The queen's chamber is haunting. In the center is a bright-colored, ornately stitched quilt Lili'uokalani made during the time she spent as a prisoner in her own home. A palace library also holds the sheet music for songs she wrote, including "Aloha 'Oe," which, as Sarah Vowell points out in her smart history of the takeover, was played at the inauguration of Obama, the first U.S. president from Hawaii. (Vowell wonders what the queen would have thought of that moment.)
"It was just a very, very evil thing -- an act of war," Princess Ka'ohelelani told me of the annexation of Hawaii by the United States. "And what does the queen do? She writes a song. She chose to forgive. ... She chose a path of peace, love and acceptance."
That history looms over the present here like morning fog on the mountains. It's the reason Teruya doesn't vote. She and others are so upset about the overthrow of the Hawaiian Kingdom -- which the United States didn't apologize for until 1993 -- that they don't participate in U.S. elections. They don't recognize the government. Hawaii only became a state in 1959. Memories are fresh.
The prince and princess invited me to stay for lunch at the church. After grabbing a plate of rice, cabbage and fried chicken -- typically international fare -- we sat at a table with Teruya. I brought up the subject of voting to see where everyone stood on the topic.
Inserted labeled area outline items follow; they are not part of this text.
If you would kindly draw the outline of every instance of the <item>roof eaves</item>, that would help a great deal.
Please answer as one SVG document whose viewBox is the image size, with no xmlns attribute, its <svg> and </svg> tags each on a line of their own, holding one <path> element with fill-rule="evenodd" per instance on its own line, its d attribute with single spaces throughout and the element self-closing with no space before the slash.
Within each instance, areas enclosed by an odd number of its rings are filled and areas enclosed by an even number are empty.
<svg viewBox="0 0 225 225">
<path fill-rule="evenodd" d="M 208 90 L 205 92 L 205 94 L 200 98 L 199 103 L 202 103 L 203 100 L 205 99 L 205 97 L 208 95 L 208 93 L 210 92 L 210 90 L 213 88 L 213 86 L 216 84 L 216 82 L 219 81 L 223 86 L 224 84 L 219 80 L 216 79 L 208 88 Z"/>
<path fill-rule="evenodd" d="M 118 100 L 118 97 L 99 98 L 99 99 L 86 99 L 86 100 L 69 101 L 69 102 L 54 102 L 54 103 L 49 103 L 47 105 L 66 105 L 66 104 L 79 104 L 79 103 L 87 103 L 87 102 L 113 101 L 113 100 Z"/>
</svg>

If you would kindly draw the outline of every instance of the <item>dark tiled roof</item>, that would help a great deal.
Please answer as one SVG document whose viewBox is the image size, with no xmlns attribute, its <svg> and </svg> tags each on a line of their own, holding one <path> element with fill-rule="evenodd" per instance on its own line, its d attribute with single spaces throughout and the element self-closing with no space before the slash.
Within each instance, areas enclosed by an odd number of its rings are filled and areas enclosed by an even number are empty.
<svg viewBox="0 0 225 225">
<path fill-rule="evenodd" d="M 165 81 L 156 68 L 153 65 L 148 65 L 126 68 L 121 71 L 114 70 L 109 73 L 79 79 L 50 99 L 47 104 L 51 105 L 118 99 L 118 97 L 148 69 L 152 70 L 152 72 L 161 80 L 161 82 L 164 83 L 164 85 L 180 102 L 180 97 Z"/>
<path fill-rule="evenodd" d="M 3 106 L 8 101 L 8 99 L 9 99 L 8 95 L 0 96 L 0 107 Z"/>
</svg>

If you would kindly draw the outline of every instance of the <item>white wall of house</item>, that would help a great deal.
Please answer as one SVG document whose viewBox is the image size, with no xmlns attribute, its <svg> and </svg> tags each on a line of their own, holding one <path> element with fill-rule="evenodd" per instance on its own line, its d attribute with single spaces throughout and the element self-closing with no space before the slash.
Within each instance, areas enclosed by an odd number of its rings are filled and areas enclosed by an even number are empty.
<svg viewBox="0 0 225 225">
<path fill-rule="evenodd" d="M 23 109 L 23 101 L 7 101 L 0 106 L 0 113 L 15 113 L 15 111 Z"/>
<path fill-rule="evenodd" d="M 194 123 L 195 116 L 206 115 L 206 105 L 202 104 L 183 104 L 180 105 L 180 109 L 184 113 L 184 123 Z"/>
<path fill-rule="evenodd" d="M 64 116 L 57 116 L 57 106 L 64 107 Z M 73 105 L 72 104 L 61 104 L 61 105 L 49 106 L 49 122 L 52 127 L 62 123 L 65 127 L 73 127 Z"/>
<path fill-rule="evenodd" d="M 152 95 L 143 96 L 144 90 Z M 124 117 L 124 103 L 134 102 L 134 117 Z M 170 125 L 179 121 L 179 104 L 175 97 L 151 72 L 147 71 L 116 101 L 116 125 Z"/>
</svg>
"I can voice myself in many, many different ways," Teruya said, defending her decision not to vote. She later would tell me that if she cast a ballot, she would feel like she lost part of her Hawaiian identity. "I don't need to sign that piece of paper."
I felt silly and small in that moment. Who was I to come to Hawaii to encourage people to vote when at least some chunk of the population feels voting is morally wrong? Maybe the most appropriate political statement, in this case, is to withhold a vote.
But the prince made a strong rebuttal.
If you don't vote, he said, then how could the Hawaiian Kingdom be restored?
'I think I got 12 votes'
Personal experience taught Joe Heaukulani that asking a person to vote works.
The evening after we went canvassing in Oahu's voter desert, I met Heaukulani at his brother's high-rise apartment building in Waikiki, the ritzy, touristy area of Honolulu. He never cast a ballot himself until age 34. No one had ever asked him to, he said, and politics just wasn't something he thought much about. He was more into video games. But then, in 2010, he saw a link to Kanu's website shared via Twitter. He clicked it and found a page that asked him to make a pledge to vote for the first time.
For whatever reason, he said yes. That decision was the start of an incredible transformation. It led to his current hobby: spending weekends convincing other people that their votes matter. And, like Cochran, he eventually ran for office.